- Born: August 8, 1952 (age 73)
- Origin: Niagara Falls, New York, United States
- Genres: Country
- Occupations: Singer-songwriter, vocalist
- Instruments: Vocals, guitar
- Years active: 1970s–present
- Formerly of: The Shooters, Baker & Myers
- Website: Gary Baker Music

= Gary Baker (songwriter) =

American singer-songwriter

Gary Baker (born August 8, 1952, in Niagara Falls, New York) is an American country music singer and songwriter.

==Career==

In the late 1970s, Baker was a musician with the LeBlanc and Carr Band. Baker was also a singer musician with the country-pop band, The Shooters. He has written songs for John Michael Montgomery, Alabama and others. Baker has been writing with his songwriting partner, Frank J. Myers since 1988, both having played in Marie Osmond's band. Baker and Myers' most successful song as songwriters is "I Swear", recorded by both All 4-One and John Michael Montgomery. The song sold more than 20 million copies internationally, and won the 1995 Grammy for "Best Country Song". In 1995, he and Myers recorded one album on Curb Records as the duo Baker & Myers.

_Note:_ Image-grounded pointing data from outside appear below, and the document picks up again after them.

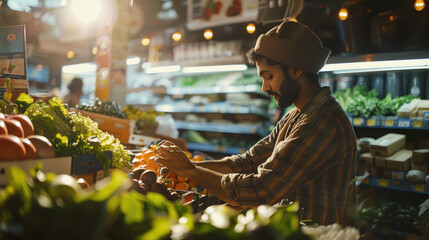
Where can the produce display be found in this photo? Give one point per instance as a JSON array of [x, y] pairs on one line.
[[49, 206], [109, 108], [360, 102], [141, 117], [144, 163], [18, 142], [390, 215], [196, 137], [70, 133]]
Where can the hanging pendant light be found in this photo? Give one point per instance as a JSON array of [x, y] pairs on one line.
[[176, 36], [343, 14], [419, 5], [208, 34], [250, 28], [145, 41]]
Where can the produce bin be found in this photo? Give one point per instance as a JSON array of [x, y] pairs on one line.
[[58, 165], [120, 128]]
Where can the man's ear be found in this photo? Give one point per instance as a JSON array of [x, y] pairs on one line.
[[295, 72]]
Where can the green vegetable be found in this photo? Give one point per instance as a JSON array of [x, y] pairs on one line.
[[34, 207], [74, 134], [360, 102]]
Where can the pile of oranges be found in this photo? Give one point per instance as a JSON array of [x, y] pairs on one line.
[[145, 159]]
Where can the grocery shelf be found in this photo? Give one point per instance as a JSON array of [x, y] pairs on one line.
[[390, 122], [211, 108], [215, 90], [215, 127], [395, 184], [388, 233], [213, 148]]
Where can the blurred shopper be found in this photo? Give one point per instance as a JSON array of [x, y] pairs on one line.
[[310, 155], [75, 91]]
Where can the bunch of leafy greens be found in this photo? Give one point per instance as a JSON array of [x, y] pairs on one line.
[[49, 206], [74, 134], [360, 102]]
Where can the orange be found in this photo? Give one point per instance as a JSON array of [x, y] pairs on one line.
[[137, 163], [169, 183], [182, 186], [151, 163], [188, 154], [172, 175], [198, 158], [181, 179], [148, 167], [148, 154], [192, 183]]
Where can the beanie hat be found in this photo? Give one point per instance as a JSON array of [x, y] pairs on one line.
[[293, 44]]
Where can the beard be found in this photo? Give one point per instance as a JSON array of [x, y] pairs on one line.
[[289, 91]]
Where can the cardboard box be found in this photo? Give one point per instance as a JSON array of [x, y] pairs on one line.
[[85, 166], [398, 175], [372, 161], [387, 144], [120, 128], [424, 167], [421, 156], [58, 165], [401, 160], [376, 172]]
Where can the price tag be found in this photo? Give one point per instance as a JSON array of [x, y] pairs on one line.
[[404, 123], [419, 188], [357, 121], [383, 183], [389, 123], [370, 122], [417, 124]]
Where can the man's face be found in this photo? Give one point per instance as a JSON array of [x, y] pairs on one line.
[[278, 83]]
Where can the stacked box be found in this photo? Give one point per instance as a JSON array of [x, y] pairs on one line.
[[401, 160], [387, 144]]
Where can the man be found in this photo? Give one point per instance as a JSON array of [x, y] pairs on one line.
[[309, 157]]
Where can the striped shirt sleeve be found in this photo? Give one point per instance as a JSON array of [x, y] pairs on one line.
[[298, 159], [249, 161]]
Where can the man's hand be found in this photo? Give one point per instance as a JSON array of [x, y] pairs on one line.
[[174, 159]]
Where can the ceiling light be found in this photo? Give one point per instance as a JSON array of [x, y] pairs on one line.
[[176, 36], [79, 68], [217, 68], [250, 28], [70, 54], [343, 14], [376, 66], [163, 69], [419, 5], [208, 34], [145, 41], [133, 60]]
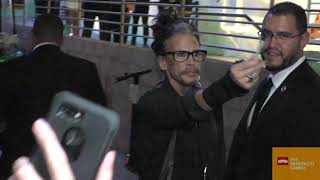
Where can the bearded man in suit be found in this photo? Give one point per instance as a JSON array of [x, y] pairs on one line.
[[285, 109]]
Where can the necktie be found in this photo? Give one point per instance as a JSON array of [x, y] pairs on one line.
[[261, 98]]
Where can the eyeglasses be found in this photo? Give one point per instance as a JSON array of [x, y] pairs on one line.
[[268, 35], [181, 56]]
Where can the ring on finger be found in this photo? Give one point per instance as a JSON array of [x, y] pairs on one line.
[[251, 77]]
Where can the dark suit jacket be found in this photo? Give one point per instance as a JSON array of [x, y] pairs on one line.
[[27, 87], [289, 118]]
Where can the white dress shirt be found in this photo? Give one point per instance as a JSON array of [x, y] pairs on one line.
[[277, 80]]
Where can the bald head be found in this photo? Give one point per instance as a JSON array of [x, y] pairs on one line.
[[48, 28]]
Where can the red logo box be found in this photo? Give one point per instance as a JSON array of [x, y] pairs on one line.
[[282, 161]]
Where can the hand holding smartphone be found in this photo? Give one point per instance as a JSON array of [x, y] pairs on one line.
[[85, 131]]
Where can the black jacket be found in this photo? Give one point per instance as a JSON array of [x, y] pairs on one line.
[[27, 87], [290, 118], [199, 142]]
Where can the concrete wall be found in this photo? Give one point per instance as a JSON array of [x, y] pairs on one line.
[[113, 61]]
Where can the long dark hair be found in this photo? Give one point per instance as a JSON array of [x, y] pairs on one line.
[[166, 25]]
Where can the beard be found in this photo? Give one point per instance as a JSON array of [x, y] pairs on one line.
[[286, 61], [186, 73]]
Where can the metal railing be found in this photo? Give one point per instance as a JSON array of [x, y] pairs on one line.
[[197, 15]]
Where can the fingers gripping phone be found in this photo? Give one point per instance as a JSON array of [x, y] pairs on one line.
[[85, 131]]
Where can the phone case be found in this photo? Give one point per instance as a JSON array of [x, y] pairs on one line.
[[85, 130]]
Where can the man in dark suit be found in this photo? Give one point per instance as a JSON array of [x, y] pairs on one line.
[[28, 85], [287, 114]]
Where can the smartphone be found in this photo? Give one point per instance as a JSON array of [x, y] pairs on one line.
[[85, 131]]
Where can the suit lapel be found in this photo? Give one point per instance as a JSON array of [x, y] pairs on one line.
[[294, 80]]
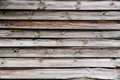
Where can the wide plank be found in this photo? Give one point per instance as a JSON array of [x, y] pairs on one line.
[[69, 74], [59, 62], [61, 25], [60, 5], [58, 34], [60, 52], [59, 43], [59, 15]]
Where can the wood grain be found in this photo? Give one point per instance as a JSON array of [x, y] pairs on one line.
[[60, 52], [58, 34], [59, 62], [60, 5], [99, 73], [62, 26], [59, 15], [59, 43]]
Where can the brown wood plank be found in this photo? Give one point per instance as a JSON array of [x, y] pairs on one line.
[[59, 62], [59, 43], [60, 5], [58, 34], [99, 73], [59, 15], [60, 52]]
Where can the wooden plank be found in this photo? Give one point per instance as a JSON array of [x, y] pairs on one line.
[[59, 15], [59, 62], [58, 34], [60, 52], [99, 73], [69, 26], [59, 43], [60, 5]]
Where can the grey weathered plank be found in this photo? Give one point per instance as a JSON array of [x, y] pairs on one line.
[[99, 73], [59, 62], [59, 52], [62, 26], [58, 34], [59, 43], [60, 15], [60, 5]]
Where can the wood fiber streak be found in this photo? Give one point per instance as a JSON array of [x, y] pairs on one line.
[[98, 73], [59, 15], [60, 5]]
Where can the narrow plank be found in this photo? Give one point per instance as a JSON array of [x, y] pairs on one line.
[[59, 43], [60, 5], [99, 73], [63, 26], [58, 34], [59, 15], [60, 52], [59, 62]]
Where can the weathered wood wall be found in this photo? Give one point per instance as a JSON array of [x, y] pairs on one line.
[[60, 39]]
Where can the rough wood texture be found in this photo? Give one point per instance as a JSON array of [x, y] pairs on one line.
[[60, 52], [58, 34], [58, 62], [77, 25], [59, 15], [59, 43], [99, 73], [60, 39], [60, 5]]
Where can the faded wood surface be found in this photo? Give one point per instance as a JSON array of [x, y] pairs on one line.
[[69, 26], [58, 34], [99, 73], [59, 43], [60, 5], [60, 52], [60, 15], [60, 39], [59, 62]]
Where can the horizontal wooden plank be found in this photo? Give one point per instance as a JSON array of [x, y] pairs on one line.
[[73, 26], [58, 62], [58, 34], [98, 73], [59, 15], [60, 52], [59, 43], [60, 5]]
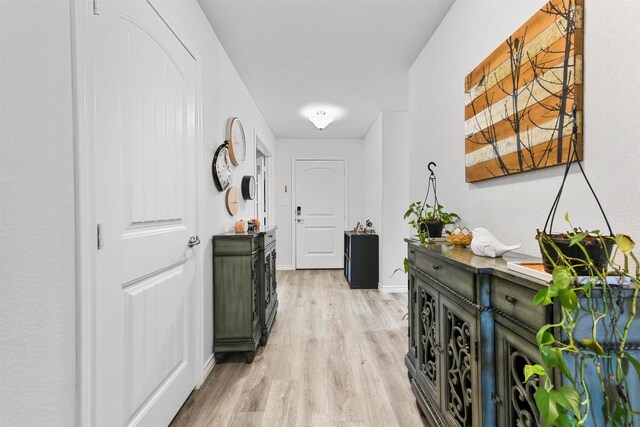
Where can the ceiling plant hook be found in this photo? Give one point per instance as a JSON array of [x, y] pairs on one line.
[[430, 165], [431, 184]]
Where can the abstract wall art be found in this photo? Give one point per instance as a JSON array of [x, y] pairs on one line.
[[519, 100]]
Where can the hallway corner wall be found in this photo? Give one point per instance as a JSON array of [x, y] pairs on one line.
[[386, 154], [37, 227]]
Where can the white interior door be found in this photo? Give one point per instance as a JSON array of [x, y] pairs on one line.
[[145, 148], [319, 213]]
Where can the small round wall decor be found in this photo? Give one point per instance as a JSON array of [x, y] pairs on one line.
[[231, 200], [248, 187], [236, 141]]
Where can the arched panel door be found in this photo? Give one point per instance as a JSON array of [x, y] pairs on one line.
[[319, 213]]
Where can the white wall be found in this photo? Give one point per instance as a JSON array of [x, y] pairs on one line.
[[395, 197], [37, 236], [37, 299], [386, 154], [350, 149], [224, 95], [514, 207], [372, 159]]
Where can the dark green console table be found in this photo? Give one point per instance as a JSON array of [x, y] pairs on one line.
[[245, 298], [472, 328]]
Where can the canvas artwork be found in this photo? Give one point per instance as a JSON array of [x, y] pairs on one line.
[[519, 100]]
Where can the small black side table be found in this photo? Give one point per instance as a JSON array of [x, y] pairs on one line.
[[361, 260]]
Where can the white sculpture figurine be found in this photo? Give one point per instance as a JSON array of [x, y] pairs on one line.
[[486, 244]]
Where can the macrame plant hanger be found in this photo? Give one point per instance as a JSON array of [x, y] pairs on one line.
[[431, 184], [573, 150]]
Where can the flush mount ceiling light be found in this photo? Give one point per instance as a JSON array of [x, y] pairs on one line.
[[321, 120]]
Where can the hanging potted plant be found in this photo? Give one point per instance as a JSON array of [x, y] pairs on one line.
[[429, 220], [594, 245], [590, 373]]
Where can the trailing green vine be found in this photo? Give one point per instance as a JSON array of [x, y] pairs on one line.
[[597, 301]]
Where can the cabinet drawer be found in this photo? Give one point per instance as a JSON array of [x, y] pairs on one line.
[[269, 237], [517, 301], [455, 278]]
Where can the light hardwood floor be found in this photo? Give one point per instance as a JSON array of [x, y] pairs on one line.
[[334, 358]]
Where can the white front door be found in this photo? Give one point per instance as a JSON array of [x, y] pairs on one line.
[[319, 213], [145, 148]]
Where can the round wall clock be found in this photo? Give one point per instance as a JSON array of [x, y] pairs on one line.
[[236, 141], [231, 200], [221, 168], [248, 187]]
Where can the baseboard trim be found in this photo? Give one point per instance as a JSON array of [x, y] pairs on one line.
[[208, 367], [395, 289]]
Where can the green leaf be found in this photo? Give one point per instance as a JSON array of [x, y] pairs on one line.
[[531, 370], [634, 362], [543, 337], [568, 298], [547, 338], [565, 420], [548, 409], [542, 297], [570, 399], [561, 277], [578, 237], [593, 346], [552, 358], [625, 244], [620, 416]]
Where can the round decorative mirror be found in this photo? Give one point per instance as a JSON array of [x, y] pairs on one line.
[[237, 142]]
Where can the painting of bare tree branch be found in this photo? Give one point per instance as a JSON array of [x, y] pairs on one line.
[[519, 100]]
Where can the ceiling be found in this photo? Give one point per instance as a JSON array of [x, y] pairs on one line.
[[349, 58]]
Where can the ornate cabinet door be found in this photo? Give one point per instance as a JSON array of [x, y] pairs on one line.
[[460, 401], [515, 405], [428, 339], [413, 317], [255, 288], [274, 283], [268, 279]]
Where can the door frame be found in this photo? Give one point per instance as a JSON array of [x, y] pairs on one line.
[[269, 164], [82, 12], [294, 229]]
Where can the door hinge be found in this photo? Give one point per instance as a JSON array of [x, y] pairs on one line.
[[99, 235]]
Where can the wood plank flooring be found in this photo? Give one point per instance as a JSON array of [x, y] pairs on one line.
[[334, 358]]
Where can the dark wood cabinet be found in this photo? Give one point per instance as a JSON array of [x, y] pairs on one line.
[[452, 359], [472, 329], [269, 284], [361, 260], [244, 291]]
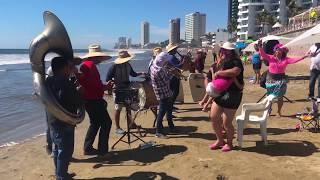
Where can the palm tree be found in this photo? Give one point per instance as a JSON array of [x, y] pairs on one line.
[[292, 8]]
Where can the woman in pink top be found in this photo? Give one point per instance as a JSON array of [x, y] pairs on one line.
[[276, 79]]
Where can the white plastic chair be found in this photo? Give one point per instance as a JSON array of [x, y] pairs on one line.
[[245, 117]]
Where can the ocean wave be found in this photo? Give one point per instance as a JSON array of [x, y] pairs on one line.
[[11, 59]]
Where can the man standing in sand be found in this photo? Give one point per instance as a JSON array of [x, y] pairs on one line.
[[174, 61], [119, 73], [95, 106], [62, 134]]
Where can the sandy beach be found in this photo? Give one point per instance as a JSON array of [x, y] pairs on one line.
[[289, 155]]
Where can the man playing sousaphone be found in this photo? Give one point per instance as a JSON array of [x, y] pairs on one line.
[[119, 73]]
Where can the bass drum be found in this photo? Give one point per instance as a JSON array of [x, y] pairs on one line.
[[146, 95]]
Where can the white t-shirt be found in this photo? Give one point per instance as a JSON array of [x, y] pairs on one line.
[[315, 61]]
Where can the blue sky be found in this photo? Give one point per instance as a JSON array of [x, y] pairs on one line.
[[101, 21]]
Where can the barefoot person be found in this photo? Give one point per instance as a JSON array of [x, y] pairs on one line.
[[119, 73], [256, 64], [94, 103], [225, 106], [276, 79], [62, 134], [160, 79]]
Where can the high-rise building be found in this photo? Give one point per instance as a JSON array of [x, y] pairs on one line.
[[248, 26], [174, 34], [195, 27], [307, 4], [145, 33], [129, 42], [232, 11], [122, 42]]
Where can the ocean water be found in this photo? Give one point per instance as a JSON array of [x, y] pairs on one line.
[[22, 115]]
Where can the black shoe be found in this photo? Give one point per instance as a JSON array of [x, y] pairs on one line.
[[161, 136], [49, 149], [90, 152]]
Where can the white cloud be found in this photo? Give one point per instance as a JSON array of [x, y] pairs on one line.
[[159, 31]]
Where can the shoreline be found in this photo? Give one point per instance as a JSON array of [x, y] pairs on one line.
[[289, 155]]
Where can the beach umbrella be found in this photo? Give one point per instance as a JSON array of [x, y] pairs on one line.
[[309, 37], [240, 45], [281, 39], [277, 25]]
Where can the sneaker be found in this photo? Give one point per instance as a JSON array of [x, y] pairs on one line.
[[90, 152], [120, 131], [226, 148], [161, 136]]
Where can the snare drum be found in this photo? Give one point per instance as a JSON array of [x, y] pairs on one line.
[[146, 95], [126, 96]]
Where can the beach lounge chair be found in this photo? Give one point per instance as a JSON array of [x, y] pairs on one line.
[[245, 117]]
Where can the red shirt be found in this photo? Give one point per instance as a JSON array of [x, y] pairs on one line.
[[90, 81]]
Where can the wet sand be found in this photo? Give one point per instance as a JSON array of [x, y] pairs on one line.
[[289, 155]]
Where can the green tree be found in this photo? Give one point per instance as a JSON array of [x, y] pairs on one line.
[[292, 8]]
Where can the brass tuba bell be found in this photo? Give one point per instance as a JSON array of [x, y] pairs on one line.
[[55, 39]]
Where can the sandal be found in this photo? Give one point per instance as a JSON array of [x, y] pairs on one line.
[[227, 148], [217, 145]]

He also wrote the hit "I'm Already There" for Lonestar, the band's seventh #1 single. It spent six weeks at the top of the Billboard Hot Country Singles & Tracks chart.

==Personal life==

Baker lives in Sheffield, Alabama with his wife and his four sons, Shane, Ryan, Brett, and Cole, and daughter, Ashley.

Baker's granddaughter, Cadence, auditioned for season 20 of American Idol and made it to Hollywood then on to Hawaii week and was eliminated during the Top 20.